Fig. 8. CD47 blockade enhances T-DXd anti-tumor efficacy in vivo.

a Tumor-bearing (>500 mm³) HER2-transgenic mice were treated weekly for the first four weeks with control IgG1 antibody (rituximab 10 mg/kg), T-DXd (5.4 mg/kg), anti-CD47 (see Methods) or in combination. Animal survival is plotted. Log-rank (Mantel-Cox) test between T-DXd monotherapy versus combination therapy (n = 15 per group). b Anti-tumor humoral responses in serum from mice in (a) were assessed by ELISA quantification of mouse IgG against HER2. Two-way ANOVA with Tukey’s multiple comparisons (n = 15). c–f Intratumor macrophages (live CD45+/CD11b+/Gr1−/F/480+) analysis after 1 week of treatment with control IgG1 (n = 8), T-DXd (n = 7) or T-DXd plus anti-CD47 (n = 6). c Macrophage percentage, (d) phagocytosis of GFP+ tumor cells, (e) CD40 expression and (f) MHC-II expression were assessed by flow cytometry. g–j Tumor-infiltrating CD8+ T cells (live CD45+/CD11b-/CD8+) analysis after 4 weeks of treatment with control IgG1 (n = 8), T-DXd (n = 12) or T-DXd plus anti-CD47 (n = 6). g Percentage of infiltrated CD8+ T cells. h CD107a cytotoxic marker expression. i naive CD8 T cells (CD62L+/CD44−). j Activated effector CD8 T cells (CD62L−/CD44+). k Immunohistochemistry assessment of tumor-infiltrating T cells levels and spatial location.

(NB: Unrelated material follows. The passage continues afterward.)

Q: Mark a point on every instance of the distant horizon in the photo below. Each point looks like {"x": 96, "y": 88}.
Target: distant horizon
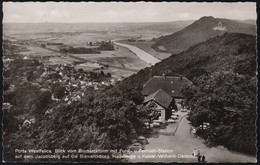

CD8+ (brown), CD4+ (blue) and FoxP3+ (red), intratumor T cells (black arrows), T cells in stroma (green arrows) are shown for representative sections for each group. l Ratio of quantified CD8+ counts in tumor bed versus stroma in (k) (n = 5 per group). c–l One-way ANOVA with Tukey’s multiple comparisons test. m HER2-transgenic mice with moderate tumor sizes (>150 mm³) were treated weekly with T-DXd (10 mg/kg) and anti-CD47. Complete tumor regressors were randomly assigned to CD8 depletion group or control depletion group. T-DXd and anti-CD47 treatments were halted, and mouse CD8 depletion antibodies (10 mg/kg) or PBS control were administered weekly. Tumor regression after combination therapy and relapse after CD8 depletion were monitored over time. Each line represents tumor growth from one animal subject. n Percentage of tumor-free animals in control versus CD8 depleted groups in (m). Log-rank (Mantel-Cox) test (n = 12). All data is presented as mean ± SEM with p values indicated.